4.0 out of 5 stars Creative non-fiction about one man's changing "motherland", Dec 16 2005
By John L Murphy "Fionnchú" - Published on Amazon.com
This review is from: Ireland's Eye: Travels (Paperback)
A brisk overview of a changing Ireland from a perspective of a Canadian son of an English father and Irish mother. Under the guise of finding out how his grandfather died in a Dublin canal the same August day that Michael Collins was buried, Jarman combines a search for the juxtaposition with his own meditation on how strong and how weak family ties can bind sons of emigrants. Jarman combines "creative nonfiction" perhaps less sucessfully here as he intersperses dramatizations of his own experiences in the North into his relatively more linear recollections of encounters with his relatives and others he meets in both Dublin and Killarney--the latter's particularly well-evoked in his description of his old family house now ruined. Jarman contrasts his two uncles, gay Padraig and policeman Sharkey, effectively, and sees how disorienting relations can be when one is put back in the "motherland" only to find that he feels estranged as often as welcomed by distant cousins and the like.

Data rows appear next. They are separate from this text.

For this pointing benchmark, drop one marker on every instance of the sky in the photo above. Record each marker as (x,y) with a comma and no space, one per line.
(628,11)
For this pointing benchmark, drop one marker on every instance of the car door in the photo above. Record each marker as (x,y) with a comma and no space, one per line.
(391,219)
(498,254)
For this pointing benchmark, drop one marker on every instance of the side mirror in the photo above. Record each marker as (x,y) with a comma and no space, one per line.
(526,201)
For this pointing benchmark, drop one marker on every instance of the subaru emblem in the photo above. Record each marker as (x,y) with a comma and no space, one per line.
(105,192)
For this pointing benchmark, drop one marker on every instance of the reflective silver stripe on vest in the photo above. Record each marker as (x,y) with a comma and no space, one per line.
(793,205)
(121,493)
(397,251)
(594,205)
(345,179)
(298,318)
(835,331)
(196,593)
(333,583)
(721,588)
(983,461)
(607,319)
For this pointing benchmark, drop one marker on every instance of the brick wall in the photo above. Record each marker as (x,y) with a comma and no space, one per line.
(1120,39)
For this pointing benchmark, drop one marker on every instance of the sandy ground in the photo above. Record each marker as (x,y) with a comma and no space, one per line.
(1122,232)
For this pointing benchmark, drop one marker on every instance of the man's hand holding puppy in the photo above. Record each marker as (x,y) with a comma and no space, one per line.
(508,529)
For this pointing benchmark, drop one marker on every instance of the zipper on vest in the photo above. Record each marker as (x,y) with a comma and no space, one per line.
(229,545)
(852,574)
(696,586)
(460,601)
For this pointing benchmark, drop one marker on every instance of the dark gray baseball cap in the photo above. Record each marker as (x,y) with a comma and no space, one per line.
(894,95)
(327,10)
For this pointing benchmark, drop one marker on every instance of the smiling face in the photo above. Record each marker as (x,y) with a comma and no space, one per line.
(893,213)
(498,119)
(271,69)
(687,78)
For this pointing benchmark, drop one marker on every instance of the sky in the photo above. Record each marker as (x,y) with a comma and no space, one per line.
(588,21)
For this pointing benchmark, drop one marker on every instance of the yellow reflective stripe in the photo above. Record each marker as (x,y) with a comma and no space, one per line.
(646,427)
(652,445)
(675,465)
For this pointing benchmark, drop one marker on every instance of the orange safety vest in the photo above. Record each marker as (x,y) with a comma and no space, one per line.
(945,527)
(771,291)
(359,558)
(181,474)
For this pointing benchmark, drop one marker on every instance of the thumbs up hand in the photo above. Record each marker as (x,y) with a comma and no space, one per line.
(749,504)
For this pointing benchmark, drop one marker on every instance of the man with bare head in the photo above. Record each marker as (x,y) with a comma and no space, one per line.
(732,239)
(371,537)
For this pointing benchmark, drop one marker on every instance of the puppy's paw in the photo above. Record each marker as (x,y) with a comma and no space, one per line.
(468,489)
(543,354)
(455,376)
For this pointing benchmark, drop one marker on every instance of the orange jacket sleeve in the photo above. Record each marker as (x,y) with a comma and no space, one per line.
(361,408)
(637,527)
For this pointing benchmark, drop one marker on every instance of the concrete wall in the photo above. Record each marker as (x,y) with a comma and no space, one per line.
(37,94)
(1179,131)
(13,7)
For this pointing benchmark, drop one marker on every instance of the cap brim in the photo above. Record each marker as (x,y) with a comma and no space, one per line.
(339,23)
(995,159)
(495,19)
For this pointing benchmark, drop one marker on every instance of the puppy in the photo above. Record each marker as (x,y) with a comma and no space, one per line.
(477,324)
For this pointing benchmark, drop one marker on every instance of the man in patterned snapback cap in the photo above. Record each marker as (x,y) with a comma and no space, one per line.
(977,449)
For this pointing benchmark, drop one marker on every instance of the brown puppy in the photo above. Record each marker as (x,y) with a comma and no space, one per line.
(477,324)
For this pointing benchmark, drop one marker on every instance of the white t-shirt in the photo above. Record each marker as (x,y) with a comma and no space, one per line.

He contemplates how, if one's parents have chosen as his did to emigrate in the post-WWII period, those like himself can never be accepted upon their return, having been by the Irish "written out of their will," and therefore disinherited. Although sections on climbing the "Reek," Croagh Patrick, and venturing into the North on a previous trip in 1981 perhaps, his summing up of an Ireland suddenly cash-rich and spending it all makes for sobering and thoughtful reading. I especially liked his interspersed, often deadpan, jingles, snippets of punk and new-wave and Beatles lyrics, and asides to Shakespeare and high culture and low all blended into his own unpredictable prose style, deceptively simple and casual but belying careful construction and arrangement of incident. Not perfect, but a cut above the usual misty-eyed or morally stern travelogue.